The western U.S. has millions of acres of forestlands at risk of large
and uncharacteristically severe wildfire. This is due to a variety of
factors, including decades of fire suppression as well as climate
change. Fuel treatments such as mechanical thinnings, prescribed burns,
and combinations of thinning and burning in fire-adapted forests can
reduce wildfire severity and potentially stabilize sequestered forest
carbon in coniferous, fire adapted forests of the western US; resulting
in avoided wildfire emissions (AWE) of greenhouse gases (GHG).
Accounting for GHG emission benefits of fuel treatments is challenging;
hence, scientific consensus and broad stakeholder buy-in from public
agencies, non-governmental organizations, and the private sector is key.
Using most recent forest vegetation and weather datasets as well as
forest growth and wildfire behavior models, we present an avoided
wildfire GHG emission accounting framework developed in collaboration
with key stakeholders in the western US as well as recent case studies.
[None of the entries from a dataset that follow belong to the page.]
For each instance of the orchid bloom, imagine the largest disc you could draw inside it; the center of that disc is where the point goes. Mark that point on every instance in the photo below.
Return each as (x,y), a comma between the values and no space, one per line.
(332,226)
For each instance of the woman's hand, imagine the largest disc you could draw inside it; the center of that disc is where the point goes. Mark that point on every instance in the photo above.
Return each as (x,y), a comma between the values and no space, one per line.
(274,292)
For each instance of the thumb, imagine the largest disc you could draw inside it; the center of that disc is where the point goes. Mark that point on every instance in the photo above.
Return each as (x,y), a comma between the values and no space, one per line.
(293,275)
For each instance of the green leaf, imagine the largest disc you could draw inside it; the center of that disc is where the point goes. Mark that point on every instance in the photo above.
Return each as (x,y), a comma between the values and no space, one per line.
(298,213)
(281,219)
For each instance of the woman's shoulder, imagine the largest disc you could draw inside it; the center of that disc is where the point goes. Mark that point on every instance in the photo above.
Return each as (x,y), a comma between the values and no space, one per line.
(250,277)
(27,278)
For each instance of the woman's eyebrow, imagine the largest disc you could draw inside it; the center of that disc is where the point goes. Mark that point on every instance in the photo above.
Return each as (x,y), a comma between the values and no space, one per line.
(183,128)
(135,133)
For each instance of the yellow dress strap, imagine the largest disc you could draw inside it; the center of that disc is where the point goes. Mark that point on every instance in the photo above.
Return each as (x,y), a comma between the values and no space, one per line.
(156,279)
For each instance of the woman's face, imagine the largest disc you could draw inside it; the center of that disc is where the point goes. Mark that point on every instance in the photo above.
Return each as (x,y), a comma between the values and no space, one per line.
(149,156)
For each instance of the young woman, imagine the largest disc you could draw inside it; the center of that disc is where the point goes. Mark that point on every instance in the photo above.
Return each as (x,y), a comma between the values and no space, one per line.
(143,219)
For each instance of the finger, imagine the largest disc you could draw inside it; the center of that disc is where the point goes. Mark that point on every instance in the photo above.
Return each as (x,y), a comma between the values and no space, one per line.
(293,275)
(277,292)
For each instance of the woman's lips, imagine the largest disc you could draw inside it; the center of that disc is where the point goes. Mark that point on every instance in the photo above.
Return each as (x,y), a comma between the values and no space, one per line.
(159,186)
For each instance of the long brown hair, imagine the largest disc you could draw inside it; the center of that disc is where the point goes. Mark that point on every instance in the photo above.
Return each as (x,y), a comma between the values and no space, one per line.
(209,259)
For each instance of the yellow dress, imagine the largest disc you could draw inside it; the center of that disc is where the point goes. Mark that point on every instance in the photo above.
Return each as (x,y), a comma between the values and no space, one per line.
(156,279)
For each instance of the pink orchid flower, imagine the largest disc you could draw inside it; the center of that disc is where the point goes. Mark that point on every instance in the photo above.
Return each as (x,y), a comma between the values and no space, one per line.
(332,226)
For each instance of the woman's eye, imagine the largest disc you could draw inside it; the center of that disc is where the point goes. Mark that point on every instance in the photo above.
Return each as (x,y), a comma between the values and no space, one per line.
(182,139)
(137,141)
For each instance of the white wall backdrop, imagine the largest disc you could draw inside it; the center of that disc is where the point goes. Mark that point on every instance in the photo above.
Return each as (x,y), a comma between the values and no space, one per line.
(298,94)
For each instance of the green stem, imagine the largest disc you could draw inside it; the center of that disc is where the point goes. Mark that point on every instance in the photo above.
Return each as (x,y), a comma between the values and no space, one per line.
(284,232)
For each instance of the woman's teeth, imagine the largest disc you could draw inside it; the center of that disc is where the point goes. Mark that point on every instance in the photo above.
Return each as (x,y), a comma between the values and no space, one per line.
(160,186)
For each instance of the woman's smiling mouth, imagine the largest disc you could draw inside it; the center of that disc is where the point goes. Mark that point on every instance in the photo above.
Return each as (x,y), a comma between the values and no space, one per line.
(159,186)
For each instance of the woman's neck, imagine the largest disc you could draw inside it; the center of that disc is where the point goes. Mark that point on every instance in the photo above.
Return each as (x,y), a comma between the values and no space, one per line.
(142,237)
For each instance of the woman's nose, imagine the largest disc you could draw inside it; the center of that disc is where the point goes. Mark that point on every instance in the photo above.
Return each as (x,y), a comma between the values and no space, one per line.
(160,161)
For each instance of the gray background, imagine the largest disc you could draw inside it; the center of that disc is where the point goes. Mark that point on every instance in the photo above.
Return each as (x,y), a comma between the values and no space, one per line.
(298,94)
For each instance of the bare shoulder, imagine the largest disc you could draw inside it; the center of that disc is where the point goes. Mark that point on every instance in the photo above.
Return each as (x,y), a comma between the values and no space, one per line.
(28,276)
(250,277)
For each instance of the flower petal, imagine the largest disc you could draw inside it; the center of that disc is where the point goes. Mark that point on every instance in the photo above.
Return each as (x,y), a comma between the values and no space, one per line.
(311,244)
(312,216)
This probability-based GHG emission accounting framework can not only
provide tools to quantify GHG benefits of fuel treatments, but can
specifically be employed to help fund fuel treatments through carbon
offset credits. The probability-based nature of this GHG emission
accounting approach has further application value for risk accounting to
forest carbon stocks from other stochastic events (e.g. drought, insect
outbreaks) as well as forest-based carbon offset protocols in general.